Mr. President, Enough Of Promises

Editorial

Every year, Nigerians celebrate the arrival of a new year with so much pomp. After the celebrations, it is, for many of them, a return to gloom for the rest of the year.  The look towards the federal and other levels of government for succour through faithful implementation of policies and programmes, as it used to be in the immediate post-independence years, has long disappeared.

Celebrations for the arrival of 2013 are over and Nigerians are left to their devices. Only an inconsequential percentage,  mostly governments’ cronies, have any hope in the three levels of government to postitvely impact on their lives. It is time  President Goodluck Jonathan proved them wrong.

Since Christmas, the President has been waxing sweet on reversing the ugly drift in the living standards of the people. He has promised he would depart from the years of maladministration that have consigned many Nigerians to abject poverty and the country itself to primitive standards. Last week, he said he has been slow in action because he did not want to rush into decisions and implementation only to discover he had made a mistake. And only yesterday, he reiterated his administration would be moving fast in formulating and implementing policies and executing projects that would directly touch many lives and improve living standards.

Of course, only a few Nigerians believed him. That shows how bad government’s image has sunk before the people. And it is telling President Jonathan rhetorics stopped fooling the people a long time ago. What he needs to do is to start showing transparently that the government do care for its people.

For a start, he has missed the first opportunity to do so. The 2013 Appropriation Bill the National Assembly passed in December does not assure Nigerians that government has turned egalitarian. In the 2013 Bill, government and the federal legislators are still placing more concentration on egocentric spending for which recurrent expenditure is gulping N2.38 trillion. Execution of capital projects is once again condemned to suffer with an appropriation of a lower sum of N1.62 trillion.

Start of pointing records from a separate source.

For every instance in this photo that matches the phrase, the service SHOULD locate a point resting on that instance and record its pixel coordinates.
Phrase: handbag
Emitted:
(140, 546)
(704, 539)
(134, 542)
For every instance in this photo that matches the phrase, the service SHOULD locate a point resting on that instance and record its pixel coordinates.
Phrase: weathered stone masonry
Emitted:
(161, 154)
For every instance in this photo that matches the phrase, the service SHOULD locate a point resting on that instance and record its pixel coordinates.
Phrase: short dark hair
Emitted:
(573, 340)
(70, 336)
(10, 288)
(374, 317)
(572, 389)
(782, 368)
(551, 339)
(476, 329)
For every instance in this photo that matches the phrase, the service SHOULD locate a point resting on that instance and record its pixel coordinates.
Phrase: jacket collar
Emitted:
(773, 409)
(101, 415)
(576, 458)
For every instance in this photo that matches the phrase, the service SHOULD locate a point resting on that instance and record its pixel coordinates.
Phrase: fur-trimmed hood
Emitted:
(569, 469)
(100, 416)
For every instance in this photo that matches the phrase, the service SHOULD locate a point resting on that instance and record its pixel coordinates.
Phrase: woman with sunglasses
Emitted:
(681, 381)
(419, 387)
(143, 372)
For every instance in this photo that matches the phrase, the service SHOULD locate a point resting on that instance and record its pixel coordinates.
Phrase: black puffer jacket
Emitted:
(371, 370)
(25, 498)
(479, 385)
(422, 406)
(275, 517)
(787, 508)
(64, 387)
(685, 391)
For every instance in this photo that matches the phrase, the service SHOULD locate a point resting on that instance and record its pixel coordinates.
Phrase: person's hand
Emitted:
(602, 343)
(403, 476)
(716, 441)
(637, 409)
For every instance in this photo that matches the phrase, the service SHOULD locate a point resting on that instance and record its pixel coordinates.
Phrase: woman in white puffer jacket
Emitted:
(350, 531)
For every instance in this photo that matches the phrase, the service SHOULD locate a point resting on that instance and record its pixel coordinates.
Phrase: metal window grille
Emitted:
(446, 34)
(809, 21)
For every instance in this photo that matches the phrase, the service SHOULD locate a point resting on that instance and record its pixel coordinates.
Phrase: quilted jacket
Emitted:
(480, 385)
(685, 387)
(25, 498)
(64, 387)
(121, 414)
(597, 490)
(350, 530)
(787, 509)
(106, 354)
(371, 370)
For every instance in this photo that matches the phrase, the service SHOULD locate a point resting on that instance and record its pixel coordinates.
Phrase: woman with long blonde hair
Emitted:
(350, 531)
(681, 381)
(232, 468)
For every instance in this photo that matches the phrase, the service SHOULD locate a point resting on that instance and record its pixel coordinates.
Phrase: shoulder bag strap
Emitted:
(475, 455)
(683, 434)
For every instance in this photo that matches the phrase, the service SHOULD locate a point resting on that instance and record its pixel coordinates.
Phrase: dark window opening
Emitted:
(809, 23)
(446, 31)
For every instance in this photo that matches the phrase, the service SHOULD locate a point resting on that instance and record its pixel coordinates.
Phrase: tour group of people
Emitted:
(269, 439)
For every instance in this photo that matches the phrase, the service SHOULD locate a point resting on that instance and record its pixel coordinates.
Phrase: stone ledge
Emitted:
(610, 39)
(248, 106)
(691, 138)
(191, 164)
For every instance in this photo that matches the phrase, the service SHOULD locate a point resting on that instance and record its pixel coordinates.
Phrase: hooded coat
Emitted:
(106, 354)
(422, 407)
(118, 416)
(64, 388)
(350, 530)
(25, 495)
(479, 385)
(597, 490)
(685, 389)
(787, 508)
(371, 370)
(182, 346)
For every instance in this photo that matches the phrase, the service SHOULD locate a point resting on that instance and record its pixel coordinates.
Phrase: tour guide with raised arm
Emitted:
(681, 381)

The Jonathan administration has once again snubbed analysts’ informed position that it needs to exhibit more fiscal discipline on recurrent and devote more funds to capital works. The decay in infrastructure, especially power and roads, has remained and government’s annual promises to fix them have been unfulfilled, mainly because there are never funds to do so. When little funds are available, large-scale corruption in the Jonathan administration, which even the United States of America’s government has confirmed to exist, has rendered projection execution poor or even impossible. Without solid infrastuctural development, the Nigerian economy will never grow in practical terms. And the living standards of the people will always be the worse for it.

Jonathan must immediately start showing he has the will to battle the corruption monster. He needs to patently punish corruption within his cabinet and other sectors before Nigerians can start taking him seriously. So long as he continues to mother-hen corrupt ministers and other aides, his adnministration will never move fast, as he has promised, to implement any serious policy or execute any meaningful project for the people.

Happy New Year for Nigerians? It depends on how “born-again” the Jonathan adminsitration has become in its overall  management of the economy. Since he became president, the management has been, to say it bluntly, bad. Jonathan himself has been inept, his aides are widely believed to be corrupt and the federal legislators have been too greedy and self-centred. The challenge before the president is how to muster the will to make himself and others directly responsible for making Nigeria work.